Tuesday, August 31, 2010

Before They Are Hanged

Title: Before They Are Hanged
Author: Joe Abercrombie
Series: The First Law, Book 2
Genre: Fantasy
Published: 2008

Recommendations: Read it if you liked the first book and still remember what happened.
Rating: 7/10

Summary: The epic story of various heroes continue unfolding. Bayaz and his company travel to the edge of the world through various dangers. Glokta is appointed the Superior of Dagoska, which is besieged by King Bethod. Colonel West and others continue fighting against Bethod's army in the north.

Reactions: I've read the first book of this series in 2008 and managed to forget almost everything about the first novel other than the unforgettable characters of Glokta and Ninefingers and the fact that I enjoyed reading it. However, picking up Before They Are Hanged in early August proved to be slow reading. It was difficult to get back into the story since I didn't remember what happened before and I must have spent almost 3 weeks just getting through the first 100 pages of the book.

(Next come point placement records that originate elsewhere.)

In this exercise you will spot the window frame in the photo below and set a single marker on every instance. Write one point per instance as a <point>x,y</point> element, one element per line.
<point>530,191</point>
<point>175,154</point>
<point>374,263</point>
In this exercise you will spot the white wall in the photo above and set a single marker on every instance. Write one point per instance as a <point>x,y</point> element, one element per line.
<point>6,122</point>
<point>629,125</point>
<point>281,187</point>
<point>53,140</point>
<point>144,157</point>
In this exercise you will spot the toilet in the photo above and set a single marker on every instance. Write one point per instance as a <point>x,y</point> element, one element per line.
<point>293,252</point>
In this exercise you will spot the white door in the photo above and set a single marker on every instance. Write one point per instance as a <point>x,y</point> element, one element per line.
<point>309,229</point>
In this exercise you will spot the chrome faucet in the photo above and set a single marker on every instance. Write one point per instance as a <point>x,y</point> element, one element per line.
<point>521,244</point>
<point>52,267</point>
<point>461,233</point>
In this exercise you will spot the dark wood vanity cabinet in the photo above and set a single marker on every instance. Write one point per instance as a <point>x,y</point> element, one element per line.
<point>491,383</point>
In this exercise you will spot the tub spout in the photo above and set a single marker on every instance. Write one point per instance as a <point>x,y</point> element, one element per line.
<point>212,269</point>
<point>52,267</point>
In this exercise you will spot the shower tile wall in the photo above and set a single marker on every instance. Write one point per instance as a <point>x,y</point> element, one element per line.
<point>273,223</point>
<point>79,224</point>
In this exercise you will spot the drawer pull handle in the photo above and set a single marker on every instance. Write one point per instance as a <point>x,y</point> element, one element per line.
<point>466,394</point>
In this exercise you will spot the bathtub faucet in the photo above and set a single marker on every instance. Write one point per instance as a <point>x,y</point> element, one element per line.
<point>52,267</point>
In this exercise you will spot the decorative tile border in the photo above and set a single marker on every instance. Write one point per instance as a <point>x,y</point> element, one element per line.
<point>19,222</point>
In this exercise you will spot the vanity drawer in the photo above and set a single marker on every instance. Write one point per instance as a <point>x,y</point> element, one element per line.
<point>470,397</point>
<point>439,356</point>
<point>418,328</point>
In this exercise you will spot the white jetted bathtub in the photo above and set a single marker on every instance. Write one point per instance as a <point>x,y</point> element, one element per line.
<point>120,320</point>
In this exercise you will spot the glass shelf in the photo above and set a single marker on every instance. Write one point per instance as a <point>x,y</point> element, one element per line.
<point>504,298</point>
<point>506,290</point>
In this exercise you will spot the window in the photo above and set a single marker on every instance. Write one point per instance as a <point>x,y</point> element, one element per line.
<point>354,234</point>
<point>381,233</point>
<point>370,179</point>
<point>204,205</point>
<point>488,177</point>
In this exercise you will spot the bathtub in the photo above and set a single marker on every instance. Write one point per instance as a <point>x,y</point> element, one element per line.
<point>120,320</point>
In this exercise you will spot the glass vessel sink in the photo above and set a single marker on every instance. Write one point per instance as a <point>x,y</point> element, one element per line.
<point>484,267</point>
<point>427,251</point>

Eventually I picked up on the thread of the story and the reading went much livelier. The highlight of the story are definitely the characters. They are bright, individualistic, and unusual. Several of them end up transforming quite remarkably throughout the book and such changes in character I find interesting to read about. Their rather complex relationships are fun to follow as well.

Plot-wise though, not a whole lot happens in the book. Some progress is made in all story lines, but nothing resembling the conclusion has been reached. The events will definitely continue unfolding in the final book of the series.

Overall, it's a well written fantasy, which I had some trouble getting into as a stand-alone book. I haven't quite decided yet if I want to pick up the next book either. We'll see.

Sunday, August 1, 2010

The Passage

Title: The Passage
Author: Justin Cronin
Genre: Horror
Published: 2010

Recommendation: A long meaty read for those who enjoy character-driven stories and apocalyptic fiction.
Rating: 8/10

Summary: In the uninhabited jungles of Bolivia, American military discovers a virus that would make a person stronger, more long-lived, but sensitive to light and with an appetite for blood. The virus is tested on 12 convicts from the death row and finally on a little girl, named Amy. The "virals" escape into the wild, killing and infecting the world that quickly succumbs to the virus. What follows is the story of the survivors.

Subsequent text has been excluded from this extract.